Chemically you have the major salt sodium chloride (there are others, but less important)in a wall that is recently replastered with calcium sulphate dihydrate - gypsum plaster - I guess. In the presence of water, the only very slightly soluble calcium sulphate and highly soluble sodium chloride "do a swap" to give a soluble calcium chloride, and a soluble sodium sulphate. Calcium chloride is hygroscopic and deliquescent. This means it absorbs moisture from the atmosphere and then the salt dissolves in the water that it has absorbed.

So, firstly, the gypsum plaster is being degraded to a soluble, damp mixture of salts.

Generally, building materials like cement and plaster tend to be alkaline - which means they will react with acids that they come into contact with. One such acid which is found as 400 ppm in the atmosphere is carbon dioxide. This can replace the soluble calcium salts with a much less soluble calcium carbonate.

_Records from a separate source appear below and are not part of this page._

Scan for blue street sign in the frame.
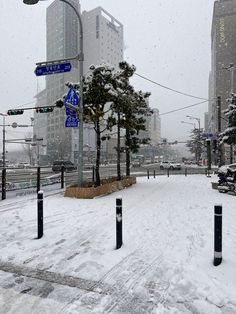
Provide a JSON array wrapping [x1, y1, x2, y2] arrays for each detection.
[[64, 86, 79, 106], [65, 116, 79, 128], [34, 62, 71, 76], [64, 86, 80, 128]]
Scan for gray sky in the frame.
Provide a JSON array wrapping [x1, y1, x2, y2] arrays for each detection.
[[0, 0, 214, 149]]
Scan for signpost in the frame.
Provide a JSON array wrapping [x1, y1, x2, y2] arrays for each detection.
[[34, 62, 71, 76], [64, 86, 80, 128]]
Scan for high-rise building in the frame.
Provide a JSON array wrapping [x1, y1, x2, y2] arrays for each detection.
[[82, 7, 123, 73], [34, 0, 123, 161], [208, 0, 236, 133]]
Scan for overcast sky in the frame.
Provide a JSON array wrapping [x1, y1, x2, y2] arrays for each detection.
[[0, 0, 214, 150]]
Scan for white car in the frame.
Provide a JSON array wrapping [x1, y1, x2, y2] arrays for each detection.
[[160, 161, 181, 170]]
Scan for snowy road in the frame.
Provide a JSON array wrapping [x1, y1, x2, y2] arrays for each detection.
[[0, 175, 236, 314]]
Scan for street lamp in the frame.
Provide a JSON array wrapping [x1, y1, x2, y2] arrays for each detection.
[[23, 0, 84, 186], [186, 116, 201, 163], [180, 121, 196, 129], [222, 63, 235, 164], [0, 113, 7, 168]]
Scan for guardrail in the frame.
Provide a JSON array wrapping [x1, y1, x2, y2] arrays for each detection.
[[0, 164, 217, 199]]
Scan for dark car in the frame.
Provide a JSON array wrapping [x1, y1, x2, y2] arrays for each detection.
[[52, 160, 76, 172]]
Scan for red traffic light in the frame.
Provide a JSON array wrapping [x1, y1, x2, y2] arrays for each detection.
[[7, 109, 24, 116]]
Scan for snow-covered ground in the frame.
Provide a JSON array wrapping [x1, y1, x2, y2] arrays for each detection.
[[0, 175, 236, 314]]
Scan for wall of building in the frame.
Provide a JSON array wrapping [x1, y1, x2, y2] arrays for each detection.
[[210, 0, 236, 131]]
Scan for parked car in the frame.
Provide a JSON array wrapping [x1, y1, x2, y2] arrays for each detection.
[[160, 161, 181, 170], [52, 160, 77, 172]]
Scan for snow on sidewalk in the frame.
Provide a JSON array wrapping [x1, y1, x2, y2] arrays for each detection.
[[0, 175, 236, 314]]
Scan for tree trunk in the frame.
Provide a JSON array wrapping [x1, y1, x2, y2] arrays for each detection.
[[117, 111, 121, 181], [95, 122, 101, 186]]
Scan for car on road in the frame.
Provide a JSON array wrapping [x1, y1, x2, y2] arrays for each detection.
[[52, 160, 77, 172], [160, 161, 181, 170]]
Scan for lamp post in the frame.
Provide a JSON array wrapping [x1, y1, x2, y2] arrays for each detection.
[[0, 113, 7, 168], [23, 0, 84, 186], [180, 121, 196, 129], [186, 116, 201, 164], [222, 63, 235, 164]]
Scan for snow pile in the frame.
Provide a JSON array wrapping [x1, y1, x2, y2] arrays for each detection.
[[0, 175, 236, 314]]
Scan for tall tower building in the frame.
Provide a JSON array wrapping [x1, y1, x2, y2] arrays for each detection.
[[34, 0, 123, 162], [46, 0, 80, 159], [209, 0, 236, 132]]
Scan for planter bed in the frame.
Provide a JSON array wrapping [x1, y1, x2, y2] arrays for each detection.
[[64, 177, 136, 198]]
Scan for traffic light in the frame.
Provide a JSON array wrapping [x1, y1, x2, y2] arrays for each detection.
[[212, 139, 217, 153], [35, 107, 54, 113], [7, 109, 24, 116]]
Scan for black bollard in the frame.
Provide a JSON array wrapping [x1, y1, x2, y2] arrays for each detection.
[[116, 198, 123, 249], [61, 166, 65, 189], [93, 166, 95, 182], [214, 205, 222, 266], [37, 167, 40, 193], [38, 191, 43, 239], [2, 168, 7, 200]]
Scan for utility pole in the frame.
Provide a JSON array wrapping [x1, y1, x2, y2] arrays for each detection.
[[217, 96, 224, 167], [222, 63, 235, 164]]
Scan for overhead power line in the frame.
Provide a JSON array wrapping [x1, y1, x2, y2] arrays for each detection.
[[160, 100, 208, 116], [134, 73, 208, 101]]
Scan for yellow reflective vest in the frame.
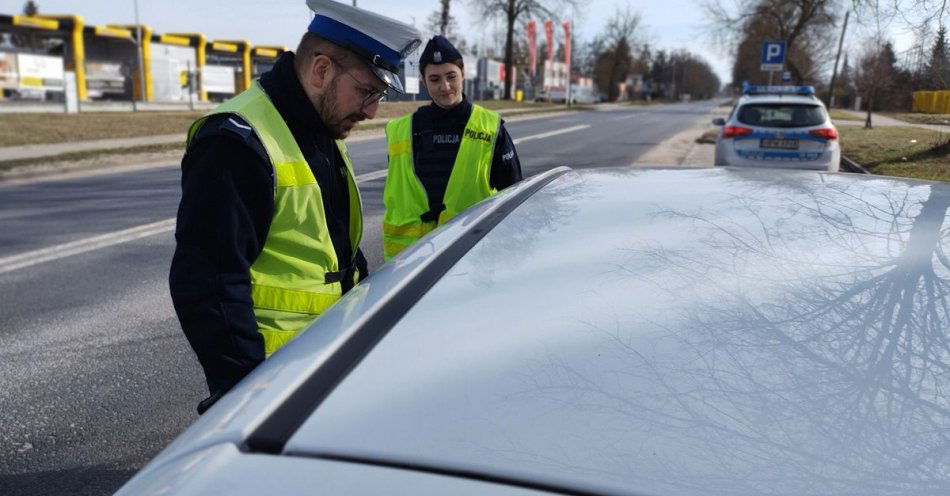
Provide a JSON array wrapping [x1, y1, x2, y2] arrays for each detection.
[[188, 81, 363, 356], [383, 105, 501, 260]]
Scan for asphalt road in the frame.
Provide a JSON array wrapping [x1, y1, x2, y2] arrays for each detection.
[[0, 98, 714, 495]]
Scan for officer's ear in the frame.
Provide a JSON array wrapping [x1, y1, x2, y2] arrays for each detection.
[[307, 54, 333, 89]]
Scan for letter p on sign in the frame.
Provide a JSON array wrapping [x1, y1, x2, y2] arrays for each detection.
[[762, 41, 785, 71]]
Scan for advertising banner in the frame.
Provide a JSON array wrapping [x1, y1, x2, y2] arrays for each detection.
[[201, 65, 237, 95], [151, 43, 197, 102], [544, 21, 554, 62], [17, 53, 65, 91], [0, 52, 20, 90], [528, 21, 538, 77], [564, 21, 571, 67]]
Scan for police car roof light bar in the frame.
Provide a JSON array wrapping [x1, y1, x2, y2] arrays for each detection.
[[742, 84, 815, 95]]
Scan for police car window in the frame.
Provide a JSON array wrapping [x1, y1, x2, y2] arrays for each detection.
[[738, 103, 825, 127]]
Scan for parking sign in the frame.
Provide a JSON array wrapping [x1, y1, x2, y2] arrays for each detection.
[[762, 41, 785, 71]]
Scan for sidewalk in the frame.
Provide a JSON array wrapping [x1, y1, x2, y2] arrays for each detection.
[[0, 107, 580, 162]]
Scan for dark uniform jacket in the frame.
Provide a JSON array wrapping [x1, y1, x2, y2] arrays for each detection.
[[412, 98, 521, 218], [169, 53, 367, 410]]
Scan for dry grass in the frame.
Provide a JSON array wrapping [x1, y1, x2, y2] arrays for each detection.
[[883, 112, 950, 125], [828, 109, 864, 121], [0, 112, 202, 146], [0, 143, 184, 171], [838, 127, 950, 181]]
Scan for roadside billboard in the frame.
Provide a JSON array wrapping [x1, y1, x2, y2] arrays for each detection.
[[201, 65, 237, 95], [150, 43, 198, 102], [0, 52, 20, 90], [86, 60, 132, 99], [17, 53, 65, 91]]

The net effect is that the soluble chloride and sulphate ions can get diluted in the matrix of the plaster, and the carbonates build up near the exposed surfaces.

The sodium and calcium carbonates can together or individually cause surface efflorescence.

The original plaster on the cottage was probably lime and sand - the traditional mix which naturally matures to a porous calcium carbonate matrix, which is less likely to react with salt water, and rather than paint has a traditional lime wash finish, which is never likely to be lifted by efflorescent salts. Indeed, local materials would have been used, and the cottage was probably built with some materials sourced from local beaches with a high salt content.

Lime wash can be tinted with modern, as well as traditional pigments to achieve the right decorative effect on a matt surface.

So the suggestion is to use traditional building materials and wall decoration.